Cela sautait aux yeux : samedi soir, au centre-ville, ce sont deux manifestations quasi distinctes, et non pas une seule, qui ont paralysé le cœur de Beyrouth. Deux manifestations qui ont reflété des motivations diverses, nébuleuses ou inavouables, suivant le cas.

À la place des Martyrs, des dizaines de milliers de personnes ont véhiculé un message diffus et largement disparate, certes, mais ayant pour toile de fond un ras-le-bol généralisé à l’égard de l’incapacité de « tous » les responsables à assurer une bonne gestion des services publics. Cette fronde populaire est, à n’en point douter, justifiée, légitime et, surtout, nécessaire. Elle constitue en effet un sursaut salutaire face au scandale des déchets, et elle exprime aussi, entre autres, une colère certaine contre la manière avec laquelle la crise chronique de l’électricité a été traitée par les différents ministres qui ont pris en charge le portefeuille de l’électricité ces dernières années, si bien que 25 ans après la fin (officielle) de la guerre, l’approvisionnement en courant ne fait que diminuer alors que des promesses fermes avaient été faites dans le sens d’une abolition totale du rationnement en 2015.

Il reste que ce soulèvement mû par le sentiment de ras-le-bol est menacé à plus d’un niveau. Il l’est d’abord par les acteurs de « l’autre » manifestation, celle qui s’est produite en fin de soirée à la place Riad el-Solh où des groupes de jeunes se sont dépensés à tout mettre en œuvre en vue de provoquer les forces de l’ordre, lançant en outre des slogans qui reflètent clairement des desseins politiques totalement étrangers aux motivations exprimées à la place des Martyrs. Le danger réside de ce fait dans la manipulation de la grogne populaire par une faction occulte dans le but de réaliser des objectifs macropolitiques inavouables, et peut-être même transnationaux, en rapport avec le contexte régional présent.

L’autre danger qui plane sur cette fronde est spécifique au mouvement en tant que tel. Les motivations nébuleuses exprimées par ceux qui sont descendus dans la rue allaient dans tous les sens et ne reflétaient aucune ligne directrice concrète, aucune esquisse de dénominateur commun traduisible dans les faits. Un mouvement de révolte populaire qui n’est pas encadré, qui ne se fixe pas des objectifs bien précis et réalisables finit soit par s’essouffler rapidement, soit par déboucher sur le chaos généralisé. Une évidence s’impose à cet égard : les problèmes en rapport avec les services publics (déchets, électricité, état des routes, etc.) sont rassembleurs et fédérateurs ; la politique, par contre, est source de dissensions… Partant de ce postulat, la conclusion s’impose d’elle-même pour la détermination rationnelle et minutieuse des objectifs à atteindre.

Le piège de la politisation se traduit inéluctablement par des slogans démagogiques qui sont peut-être enthousiasmants et intellectuellement stimulants, mais qui n’en demeurent pas moins souvent trompeurs.

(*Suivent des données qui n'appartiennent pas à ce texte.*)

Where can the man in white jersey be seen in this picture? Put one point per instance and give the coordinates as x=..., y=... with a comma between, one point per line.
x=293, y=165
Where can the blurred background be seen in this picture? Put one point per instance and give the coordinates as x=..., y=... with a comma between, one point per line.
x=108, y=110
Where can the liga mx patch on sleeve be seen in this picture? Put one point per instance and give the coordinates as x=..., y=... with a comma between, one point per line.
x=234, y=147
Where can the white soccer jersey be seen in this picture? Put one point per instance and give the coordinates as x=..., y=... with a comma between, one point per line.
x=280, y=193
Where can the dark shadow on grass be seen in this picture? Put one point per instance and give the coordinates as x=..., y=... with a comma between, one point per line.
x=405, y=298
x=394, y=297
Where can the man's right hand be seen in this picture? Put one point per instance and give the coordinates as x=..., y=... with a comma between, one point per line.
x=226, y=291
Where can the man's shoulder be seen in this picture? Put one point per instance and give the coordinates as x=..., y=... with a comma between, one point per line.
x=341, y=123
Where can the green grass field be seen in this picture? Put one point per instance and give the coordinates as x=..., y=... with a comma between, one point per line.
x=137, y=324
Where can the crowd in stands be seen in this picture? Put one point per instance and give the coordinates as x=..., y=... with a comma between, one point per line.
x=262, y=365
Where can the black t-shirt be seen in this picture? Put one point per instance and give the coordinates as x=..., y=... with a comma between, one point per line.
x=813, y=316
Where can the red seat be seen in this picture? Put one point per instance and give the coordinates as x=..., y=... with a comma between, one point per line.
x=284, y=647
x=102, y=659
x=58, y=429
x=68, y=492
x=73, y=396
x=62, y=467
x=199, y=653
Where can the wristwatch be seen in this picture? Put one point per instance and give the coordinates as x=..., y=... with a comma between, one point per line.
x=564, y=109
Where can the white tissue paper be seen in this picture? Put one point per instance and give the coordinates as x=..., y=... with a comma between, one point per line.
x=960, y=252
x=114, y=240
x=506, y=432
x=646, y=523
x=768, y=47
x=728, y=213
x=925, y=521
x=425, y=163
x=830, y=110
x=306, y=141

Tel est le cas, plus particulièrement, du leitmotiv de l’abolition du système confessionnel. Une nette distinction devrait être établie sur ce plan entre, d’une part, le fanatisme et le comportement sectaires – qui, eux, devraient être combattus – et, d’autre part, le communautarisme, en l’occurrence la participation des communautés à l’exercice du pouvoir à ses différents échelons, comme le prévoit Taëf et qui, dans le contexte présent, est incontournable et représente même un impératif, eu égard aux développements qui ébranlent l’ensemble de la région. Le système confessionnel au Liban est profondément ancré dans les réalités socioculturelles du pays. Preuve en est qu’il remonte à l’époque de l’Empire ottoman. Dans son testament politique, l’ancien chef de la communauté chiite, Mohammad Mehdi Chamseddine, a exhorté sans ambages ses coreligionnaires à reléguer aux oubliettes la revendication de l’abolition du confessionnalisme. L’ancien ministre Michel Eddé va plus loin : il propose le système communautariste libanais comme modèle pour les sociétés européennes qui ont perdu leur homogénéité sociale du fait de la poussée démographique de leur composante musulmane.

Le débat sur ce plan est très ancien et reste ouvert. Entraîner le mouvement de fronde populaire sur cette voie reviendrait à faire fausse route et à donner libre cours à toute sorte de manipulation politique occulte. Le sursaut salutaire de la société civile se retrouverait englué, auquel cas, dans des sables mouvants qui lui seront inéluctablement fatals.